The last time I checked, there is a huge queue of people waiting to bust the myth of Shining India and collect their publisher’s advance. Why does every single one of them feel the need to pretend that he is the first one to bust the myth?

The Technical Analysts

These days, one of the great joys of my life is watching the stock markets fall. I don’t get much time to watch TV, but I follow the collapse of the market through the Rediff stocks page. The advantage of this page over other choices is that I get to read the prognostications of the “technical analysts”.  Their statements have a zen-like quality to them. For example, at 9:33 AM today,  Prakash Gaba, technical analyst has said:

 “If the market falls any further, a bounce can be expected”.

How profound!

Also, going by the evidence on this page, Ashwani Gujral, technical analyst is on CNBC Awaaz all  the time. I wonder if he gets time to do his job.

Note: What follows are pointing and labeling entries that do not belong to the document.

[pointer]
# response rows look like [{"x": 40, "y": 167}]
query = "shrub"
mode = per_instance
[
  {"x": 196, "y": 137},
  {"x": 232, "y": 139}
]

Defending Modi’s Honour is Unnecessary

Ritwik’s lament is that all his arguments with me devolve into nitpicking.  My response is, he starts it.  For example, in my post about terrorism, I model Narendra Modi as being interested only in votes, not in combating terrorism. Ritwik’s response to that is that while is interested in both fighting terrorism and winning elections, and when there is a conflict between the two, winning elections takes precedence. In FitW’s formulation of the same point, Modi considers winning elections his patriotic duty to keep the evil Congress at bay, and therefore considers short term setbacks in the fight against terrorism as acceptable collateral damage. 

This is an astonishingly subtle distinction, and I took some time to grasp it. The trouble is, this distinction has very little to do with my actual argument.